In his 2012 book “Evangelical Catholicism,” George Weigel wrote something similar: “Lukewarm Catholicism has no future; submitting to the transforming fire of the Holy Spirit is no longer optional.”

Father Thomas Berg writes in the just-released “Hurting in the Church: A Way Forward for Wounded Catholics” that we need to “whip up our own little ‘revolution of tenderness in our corner of the Church.’” We can do it, he writes, by examining our consciences. “We can listen to the Holy Spirit, who will inspire us with out-of-the box ways of loving our neighbor. It might feel odd. It might get us way out of our comfort zones. Things could get a little messy. That’s okay.
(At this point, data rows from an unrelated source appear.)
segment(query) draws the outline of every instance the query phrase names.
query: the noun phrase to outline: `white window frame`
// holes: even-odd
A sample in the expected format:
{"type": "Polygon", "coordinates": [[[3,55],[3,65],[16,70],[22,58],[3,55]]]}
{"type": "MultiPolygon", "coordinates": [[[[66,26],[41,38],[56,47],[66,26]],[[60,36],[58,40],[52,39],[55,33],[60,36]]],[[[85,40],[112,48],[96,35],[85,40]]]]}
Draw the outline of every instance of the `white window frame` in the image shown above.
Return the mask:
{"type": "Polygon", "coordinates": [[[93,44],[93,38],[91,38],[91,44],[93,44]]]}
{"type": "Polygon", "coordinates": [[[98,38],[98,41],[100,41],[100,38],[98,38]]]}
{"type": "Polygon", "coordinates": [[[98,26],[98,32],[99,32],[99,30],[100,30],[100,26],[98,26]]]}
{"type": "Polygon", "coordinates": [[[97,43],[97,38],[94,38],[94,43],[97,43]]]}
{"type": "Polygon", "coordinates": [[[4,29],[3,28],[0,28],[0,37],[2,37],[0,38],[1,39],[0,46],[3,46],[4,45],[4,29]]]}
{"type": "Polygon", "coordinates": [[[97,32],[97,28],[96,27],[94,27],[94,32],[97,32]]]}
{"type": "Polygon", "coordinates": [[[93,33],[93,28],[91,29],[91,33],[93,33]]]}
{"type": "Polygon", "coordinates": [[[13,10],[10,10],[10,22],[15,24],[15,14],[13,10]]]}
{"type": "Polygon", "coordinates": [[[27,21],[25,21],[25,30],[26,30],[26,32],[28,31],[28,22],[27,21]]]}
That’s what happens when — lead by the Spirit — we push the outer limits of self-giving.” The Holy Spirit, Father Berg writes, “can make our charity visceral. He can lead us to commit extreme acts of agape love.”

We need to be for real as Catholic Christians. Leading with love and unmistakably so. We’ll still be human but in surrender God will use us for his merciful glorious purposes. In all his gestures that seem to make people take a second look at the Church, Pope Francis seems to be begging: Love, already! Love alone can lead us to who we’re truly made to be! Let the Lord, who is Love, guide today and every day.